Nygaard takes over for former head coach Sandy Brondello, who was with Phoenix for eight seasons. She is now the head coach of the New York Liberty.
Mercury general manager Jim Pitman told reporters that the organization wanted a head coach with experience coaching multiple levels of basketball who is a great communicator and relationship builder.
“We believe we found the best person to lead our team but also the one who fits the best with our culture and our goals,” Pitman said.
She also has experience coaching Team USA youth teams and college athletes.
Nygaard said the first thing she’s done as head coach is connect with the Mercury players. That’s a priority of hers and she has already started getting to know them.
The Mercury are a veteran team fresh off losing in the WNBA Finals.
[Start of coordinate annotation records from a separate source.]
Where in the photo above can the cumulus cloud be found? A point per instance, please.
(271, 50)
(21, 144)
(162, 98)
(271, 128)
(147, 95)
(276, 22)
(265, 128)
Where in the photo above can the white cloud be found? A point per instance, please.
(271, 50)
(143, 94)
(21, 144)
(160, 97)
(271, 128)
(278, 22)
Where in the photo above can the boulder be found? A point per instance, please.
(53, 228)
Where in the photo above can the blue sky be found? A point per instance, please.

Nygaard is eager to learn from the group while helping to push them one step further.
She also feels that she can connect with players because she was one and had various roles at different stages of her playing days.
“I know all the struggles that the players go through, also the management of your life with the challenges of being a professional athlete,” Nygaard said. “So to be able to identify with them, and also to be able to push them because you know what it’s really like, I think that’s an important skill that I bring.”
Her next steps involve finalizing her staff for next season.